Compressing Feature Flags and Config Records at the Edge
Feature flags and config are read on nearly every request. Shrinking these tiny records cuts read egress where it hurts most.
Read on Every Request
Feature flags and configuration records have an unusual cost profile: they are small, but they are read constantly. A flag set checked on every page load, a config blob fetched on every cold start — these reads dominate the cost of the data far more than its storage at rest.
Small and Structured
A flag record is a perfect smoltext payload:
{"new_checkout":true,"beta_ui":false,"max_items":50,"region":"us-east","tier":"pro"}
Around 82 bytes. It is structured, low-entropy, and highly repetitive across users — the keys are identical for everyone, and the values draw from a small vocabulary. The trained codebook and dictionary deflate collapse this efficiently.
Why Read-Heavy Changes the Calculus
For most data, storage and read costs are comparable. For flags and config, reads can be orders of magnitude more frequent than writes.
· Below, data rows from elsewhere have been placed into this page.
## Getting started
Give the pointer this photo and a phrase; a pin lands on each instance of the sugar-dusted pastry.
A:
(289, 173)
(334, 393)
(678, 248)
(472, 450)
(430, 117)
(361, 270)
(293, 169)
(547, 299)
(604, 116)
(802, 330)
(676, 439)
That means the read-egress savings from compression — smaller bytes transferred on every fetch — dominate the benefit. Compress once on write, save on millions of reads.
The Pattern
- On config publish, compress the record via https://api.smoltext.sprapp.com/v1/compress.
- Store the compact form in your edge KV or config store.
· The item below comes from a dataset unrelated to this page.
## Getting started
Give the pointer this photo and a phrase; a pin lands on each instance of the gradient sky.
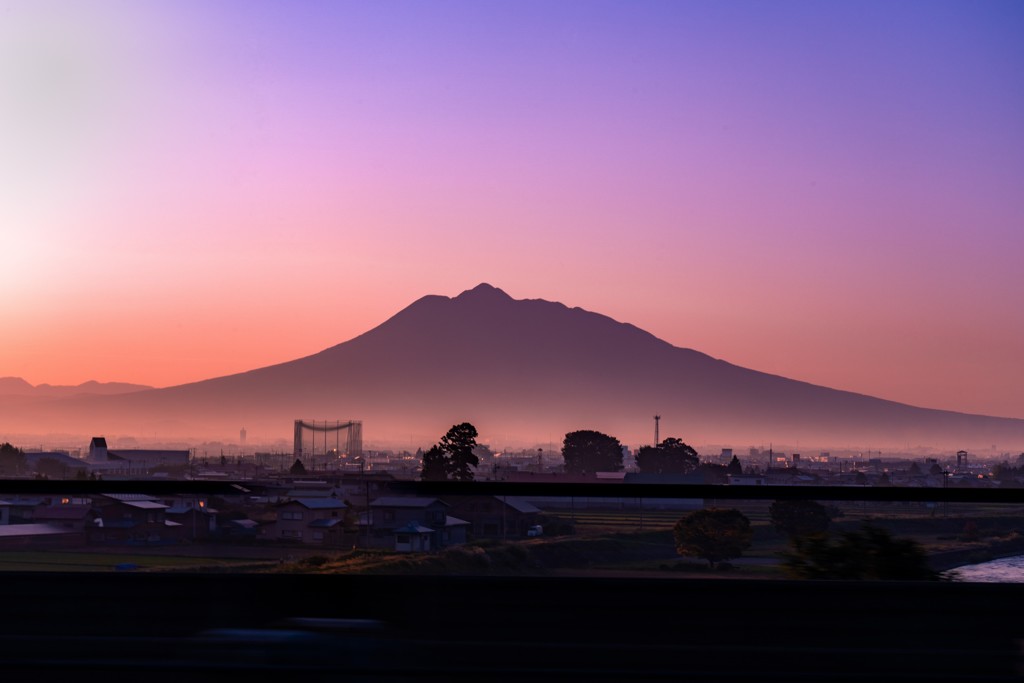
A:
(830, 191)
- On read, decompress before evaluating flags.
Because compression and decompression are sub-millisecond at the edge, the flag-evaluation hot path stays fast.
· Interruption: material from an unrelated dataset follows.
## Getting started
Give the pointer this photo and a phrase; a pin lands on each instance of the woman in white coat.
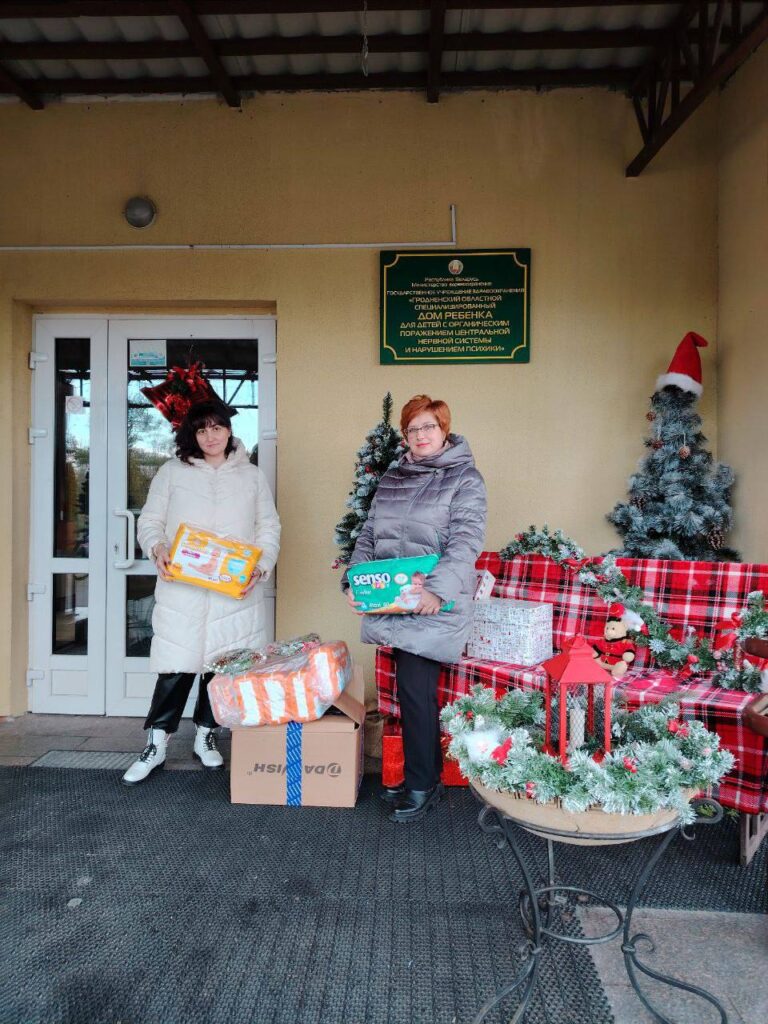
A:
(212, 484)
Caching the Decompressed Form
For extreme read rates, decompress once per worker instance and cache the plain object in memory. You pay decompression on cold start, then evaluate flags from the in-memory copy. This combines storage savings at rest with zero decompression cost on the hot path.
Versioning Flags
Keep a version marker on the compressed record so a worker can tell compressed from legacy formats during rollout. This lets you migrate gradually without a flag-day cutover.
What Stays Raw
If a config record grows large — a big allowlist, an embedded ruleset — reconsider. Large config is better served by a general compressor. smoltext targets the small flag-and-setting records that make up the bulk of high-frequency config reads, not large bundles.
Measuring the Win
Because reads dominate, model the savings on read volume, not storage. Take your flag-fetch rate, multiply by the byte reduction per fetch, and apply your per-byte read rate. For high-traffic applications, the read-egress savings on a compressed flag set add up quickly — and the integration is a thin wrapper around your existing config layer.